The movie opens with a man — having been force-fed too much spicy curry in by a faceless villain — receiving treatment in a hospital room, only to have his stomach explode, spraying its contents all over the room. There’s no context for the gag, so it’s not at all humorous, just disgusting. Not a good way to start a movie.
The exploding man is explained to be the latest victim of a serial killer targeting members of the Indian community in the London suburb of Southall. The police, led by inspector Smythe (Mark Addy), enlist the help of a detective of Indian descent named Raj (Sendhil Ramamurthy) to search for clues within the community.
Raj is the childhood friend of Roopi (Goldy Notay), an overweight young woman still recovering from being dumped by her fiance. Roopi’s mother, Mrs. Sethi (Shabana Azmi), is desperate to see her daughter married — so desperate that she’s been killing prospective husbands that have rejected Roopi, as well as their family members, using her culinary skills.
Mrs. Sethi is haunted by the ghosts of her victims, who can’t move on until Mrs. Sethi is dead. The only other person who can sense the ghosts is Roopi’s best friend, Linda (Golden Globe winner Sally Hawkins), who’s renamed herself Geetali after a spiritual awakening on a trip to India. Mrs. Sethi promises to kill herself after Roopi is married, provided the ghosts help her accomplish her mission.

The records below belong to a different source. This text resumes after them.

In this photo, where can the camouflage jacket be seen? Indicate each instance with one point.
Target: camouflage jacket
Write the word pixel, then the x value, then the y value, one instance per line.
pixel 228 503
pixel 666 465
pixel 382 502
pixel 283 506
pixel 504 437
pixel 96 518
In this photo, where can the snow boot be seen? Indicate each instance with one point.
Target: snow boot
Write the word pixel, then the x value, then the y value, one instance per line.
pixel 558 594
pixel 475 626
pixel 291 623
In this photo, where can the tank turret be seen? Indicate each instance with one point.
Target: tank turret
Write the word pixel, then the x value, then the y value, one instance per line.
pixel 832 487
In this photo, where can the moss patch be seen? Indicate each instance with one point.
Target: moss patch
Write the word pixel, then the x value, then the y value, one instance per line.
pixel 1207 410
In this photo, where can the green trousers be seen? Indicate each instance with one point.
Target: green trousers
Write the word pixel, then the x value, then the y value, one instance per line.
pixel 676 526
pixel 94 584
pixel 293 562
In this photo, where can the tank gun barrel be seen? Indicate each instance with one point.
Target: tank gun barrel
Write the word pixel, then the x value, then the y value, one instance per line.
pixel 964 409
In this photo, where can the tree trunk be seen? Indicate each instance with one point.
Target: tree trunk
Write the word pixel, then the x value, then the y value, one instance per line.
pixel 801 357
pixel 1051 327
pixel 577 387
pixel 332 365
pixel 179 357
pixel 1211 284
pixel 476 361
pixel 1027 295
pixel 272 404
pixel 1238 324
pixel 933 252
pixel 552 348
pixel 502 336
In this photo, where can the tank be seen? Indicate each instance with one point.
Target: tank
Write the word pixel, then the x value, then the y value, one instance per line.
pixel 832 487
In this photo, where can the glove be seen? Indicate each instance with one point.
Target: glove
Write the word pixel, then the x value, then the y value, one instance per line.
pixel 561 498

It’s a Wonderful Afterlife is full of missed opportunities. The ghosts, who should be a goldmine of humor, instead offer bland observations and little in the way of assistance to Mrs. Sethi, as they have no supernatural powers. Their decaying visages are pointlessly gross.
Mrs. Sethi should be a source of comedy herself, but she’s dull as well. She never exhibits a hint of the kind of rage one would need to feel in order to commit murder (all but one of the murders happen off-screen). Her conversations with the ghosts are just boring exposition.
Part of the movie’s problem is that the Roopi and her mother get overshadowed by the ghosts, the cops, and especially Linda. Much screen time is spent on Linda’s psychic abilities, scenes in which Roopi, the heroine, acts as a passive observer. Roopi’s budding romance with Raj is shown in a short musical montage, yet a multiple scenes are devoted to Linda’s engagement to Dev (Jimi Mistry). Linda’s even the star of the film’s climax, a revolting homage to the movie Carrie.
Sally Hawkins is good as Linda, and newcomer Goldy Notay gives a strong performance as Roopi as well. I’d have preferred that she be given more to do, as the movie is all about Roopi’s want of a husband, after all. Still, there’s not much that could have saved It’s a Wonderful Afterlife — not even a pandering shot of Sendhil Ramamurthy shirtless — since the alleged comedy just isn’t funny.